Here is a thought. Assuming you could magically muster the political energy necessary to disband corporations in the U.S., or in any state, and assumption I doubt is realistic in the country at this time, they could be replaced with democratically controlled cooperatives, in order to pool resources sufficient to carry out corporate level project. Like the Mondragon system in Spain, for example.
As for the backlash against the nation or state from the multi-nationals, I suppose that the people of this mythical place could be enlightened enough to voluntarily adopt a new lifestyle. One that is not based on continual consumption, driven by advertising. A sustainable, renewable lifestyle. There maybe some loss of the convenience of the products now available at the local Wal-Mart. But people would still need to create and trade products in a more local and sustainable way.
Just some thoughts of an unattainable utopia that rattle around in my head from time-to-time.
Oh, you hit a nerve. I have worked for rural electric cooperatives for more than twenty years. I think the cooperative model answers many of the problems inherent in the corporation as it currently exists. I think the REC’s give us a model of another, I think better, way to structure large industrial enterprises.

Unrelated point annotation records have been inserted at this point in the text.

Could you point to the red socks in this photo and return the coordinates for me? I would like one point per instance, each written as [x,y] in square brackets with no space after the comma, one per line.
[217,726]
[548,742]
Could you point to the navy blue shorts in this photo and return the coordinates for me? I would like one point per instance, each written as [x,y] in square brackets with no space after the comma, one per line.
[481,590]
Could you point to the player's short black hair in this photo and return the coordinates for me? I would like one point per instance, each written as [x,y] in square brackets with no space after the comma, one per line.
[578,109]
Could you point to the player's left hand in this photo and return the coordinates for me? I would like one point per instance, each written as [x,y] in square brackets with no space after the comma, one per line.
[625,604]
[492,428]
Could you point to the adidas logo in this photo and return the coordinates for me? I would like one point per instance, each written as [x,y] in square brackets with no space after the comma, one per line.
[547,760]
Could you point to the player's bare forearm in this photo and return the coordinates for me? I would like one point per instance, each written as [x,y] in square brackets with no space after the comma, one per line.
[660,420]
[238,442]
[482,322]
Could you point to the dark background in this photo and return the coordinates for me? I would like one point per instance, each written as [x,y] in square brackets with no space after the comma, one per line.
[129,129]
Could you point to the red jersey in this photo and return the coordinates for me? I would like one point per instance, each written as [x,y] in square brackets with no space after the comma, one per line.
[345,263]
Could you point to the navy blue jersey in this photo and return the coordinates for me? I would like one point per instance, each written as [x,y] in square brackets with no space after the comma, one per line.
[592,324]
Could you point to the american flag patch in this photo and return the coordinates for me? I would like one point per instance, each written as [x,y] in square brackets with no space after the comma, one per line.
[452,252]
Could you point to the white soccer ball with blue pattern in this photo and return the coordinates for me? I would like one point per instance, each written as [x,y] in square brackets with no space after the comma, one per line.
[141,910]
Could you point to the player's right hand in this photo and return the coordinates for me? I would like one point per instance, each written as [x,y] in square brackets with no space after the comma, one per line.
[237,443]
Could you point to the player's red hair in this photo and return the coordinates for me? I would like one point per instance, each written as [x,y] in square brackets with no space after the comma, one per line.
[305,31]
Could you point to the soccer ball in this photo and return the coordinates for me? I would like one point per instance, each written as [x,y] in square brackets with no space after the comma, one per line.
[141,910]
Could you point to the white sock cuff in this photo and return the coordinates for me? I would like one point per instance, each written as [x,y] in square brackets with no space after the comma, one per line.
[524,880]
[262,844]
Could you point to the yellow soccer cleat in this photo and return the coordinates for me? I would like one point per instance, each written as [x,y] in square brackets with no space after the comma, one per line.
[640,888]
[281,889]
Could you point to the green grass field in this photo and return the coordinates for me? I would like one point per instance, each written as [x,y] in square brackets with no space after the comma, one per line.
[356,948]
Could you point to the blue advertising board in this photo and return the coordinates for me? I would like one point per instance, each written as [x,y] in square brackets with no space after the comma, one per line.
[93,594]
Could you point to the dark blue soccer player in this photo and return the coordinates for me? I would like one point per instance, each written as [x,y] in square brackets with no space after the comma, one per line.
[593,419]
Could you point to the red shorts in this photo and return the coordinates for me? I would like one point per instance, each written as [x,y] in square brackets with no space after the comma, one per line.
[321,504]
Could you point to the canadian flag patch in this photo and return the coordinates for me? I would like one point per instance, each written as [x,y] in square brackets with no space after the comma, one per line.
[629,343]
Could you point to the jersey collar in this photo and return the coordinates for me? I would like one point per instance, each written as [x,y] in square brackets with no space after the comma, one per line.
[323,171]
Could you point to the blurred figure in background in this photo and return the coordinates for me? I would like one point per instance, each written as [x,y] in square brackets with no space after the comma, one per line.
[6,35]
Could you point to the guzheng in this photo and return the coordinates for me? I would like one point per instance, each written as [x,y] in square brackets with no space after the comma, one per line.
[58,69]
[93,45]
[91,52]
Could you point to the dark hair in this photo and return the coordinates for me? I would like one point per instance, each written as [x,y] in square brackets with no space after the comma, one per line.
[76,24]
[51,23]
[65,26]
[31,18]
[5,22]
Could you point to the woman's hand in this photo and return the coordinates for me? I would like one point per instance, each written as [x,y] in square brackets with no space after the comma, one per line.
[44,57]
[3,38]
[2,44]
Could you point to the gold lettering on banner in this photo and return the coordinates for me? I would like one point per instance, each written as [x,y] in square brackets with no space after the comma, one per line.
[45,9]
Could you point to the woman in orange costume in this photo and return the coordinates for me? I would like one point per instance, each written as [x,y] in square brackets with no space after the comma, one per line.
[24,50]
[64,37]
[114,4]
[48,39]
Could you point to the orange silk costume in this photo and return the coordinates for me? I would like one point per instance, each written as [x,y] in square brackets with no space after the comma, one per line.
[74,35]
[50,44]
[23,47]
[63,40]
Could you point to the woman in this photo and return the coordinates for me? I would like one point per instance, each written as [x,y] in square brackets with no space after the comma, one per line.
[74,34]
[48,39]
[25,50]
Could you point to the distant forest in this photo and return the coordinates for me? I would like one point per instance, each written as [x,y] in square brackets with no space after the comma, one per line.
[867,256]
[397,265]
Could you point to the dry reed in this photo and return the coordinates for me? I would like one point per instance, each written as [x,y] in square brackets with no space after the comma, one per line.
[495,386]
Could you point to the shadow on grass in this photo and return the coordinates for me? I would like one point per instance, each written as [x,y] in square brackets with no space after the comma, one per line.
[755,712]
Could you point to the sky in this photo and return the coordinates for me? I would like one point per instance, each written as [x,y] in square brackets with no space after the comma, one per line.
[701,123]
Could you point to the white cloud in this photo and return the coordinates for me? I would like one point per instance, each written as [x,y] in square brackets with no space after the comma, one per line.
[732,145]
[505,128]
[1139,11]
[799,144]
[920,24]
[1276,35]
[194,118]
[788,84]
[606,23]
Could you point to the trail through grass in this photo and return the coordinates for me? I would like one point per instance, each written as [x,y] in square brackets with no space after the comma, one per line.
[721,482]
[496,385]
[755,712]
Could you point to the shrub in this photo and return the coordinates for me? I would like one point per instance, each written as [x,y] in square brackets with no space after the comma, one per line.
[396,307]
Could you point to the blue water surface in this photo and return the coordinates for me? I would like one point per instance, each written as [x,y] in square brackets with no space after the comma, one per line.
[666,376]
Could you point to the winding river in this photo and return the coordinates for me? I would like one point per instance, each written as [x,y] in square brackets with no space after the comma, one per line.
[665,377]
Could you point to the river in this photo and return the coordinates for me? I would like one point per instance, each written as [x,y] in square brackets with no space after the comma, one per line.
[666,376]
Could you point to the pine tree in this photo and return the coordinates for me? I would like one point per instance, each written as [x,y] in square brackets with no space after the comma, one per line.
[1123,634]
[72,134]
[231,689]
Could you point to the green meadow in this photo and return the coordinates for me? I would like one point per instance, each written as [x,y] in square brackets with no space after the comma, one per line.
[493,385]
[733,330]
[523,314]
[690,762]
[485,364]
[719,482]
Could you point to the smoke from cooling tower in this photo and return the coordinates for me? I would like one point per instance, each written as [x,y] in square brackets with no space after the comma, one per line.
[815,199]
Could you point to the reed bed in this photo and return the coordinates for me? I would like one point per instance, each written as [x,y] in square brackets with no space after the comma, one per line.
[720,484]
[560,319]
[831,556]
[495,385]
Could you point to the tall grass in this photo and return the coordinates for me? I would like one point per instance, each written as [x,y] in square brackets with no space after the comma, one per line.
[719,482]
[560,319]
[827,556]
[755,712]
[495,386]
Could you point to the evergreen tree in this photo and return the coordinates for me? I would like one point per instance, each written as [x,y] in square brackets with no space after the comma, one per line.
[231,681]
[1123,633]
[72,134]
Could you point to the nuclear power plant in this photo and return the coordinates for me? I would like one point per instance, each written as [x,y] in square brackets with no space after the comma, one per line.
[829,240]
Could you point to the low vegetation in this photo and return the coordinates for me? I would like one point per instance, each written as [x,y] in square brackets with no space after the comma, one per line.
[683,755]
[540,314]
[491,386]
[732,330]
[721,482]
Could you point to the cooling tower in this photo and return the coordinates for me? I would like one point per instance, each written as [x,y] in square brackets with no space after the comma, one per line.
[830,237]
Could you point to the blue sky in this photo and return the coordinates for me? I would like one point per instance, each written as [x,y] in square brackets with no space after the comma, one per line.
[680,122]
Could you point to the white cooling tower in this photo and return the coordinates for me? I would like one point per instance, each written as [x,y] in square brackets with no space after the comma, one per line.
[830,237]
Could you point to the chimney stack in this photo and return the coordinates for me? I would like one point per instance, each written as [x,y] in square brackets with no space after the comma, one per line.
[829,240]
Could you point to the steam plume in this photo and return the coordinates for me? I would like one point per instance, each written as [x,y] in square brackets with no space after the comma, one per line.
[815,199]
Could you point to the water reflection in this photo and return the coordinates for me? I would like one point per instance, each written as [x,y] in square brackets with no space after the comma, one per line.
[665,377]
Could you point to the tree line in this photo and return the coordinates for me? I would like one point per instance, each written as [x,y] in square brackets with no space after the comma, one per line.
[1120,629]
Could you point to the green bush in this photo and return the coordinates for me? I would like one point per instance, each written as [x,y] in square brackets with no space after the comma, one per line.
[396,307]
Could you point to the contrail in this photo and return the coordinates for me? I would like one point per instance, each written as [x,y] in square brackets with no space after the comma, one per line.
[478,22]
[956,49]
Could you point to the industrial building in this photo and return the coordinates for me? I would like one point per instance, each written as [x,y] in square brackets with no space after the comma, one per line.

In our coop, our shareholders, our stakeholders, and our customers are one in the same. Our focus is not on extracting maximum profit from our customers to pay dividends to someone else. Our focus is on providing the best possible service to our members at the lowest possible costs. We are acutely aware of the effects of our action on the community because we are the community.
Pity we don’t have a few dozen or a few hundred congressmen and senators with such thoughts rattling around in their heads.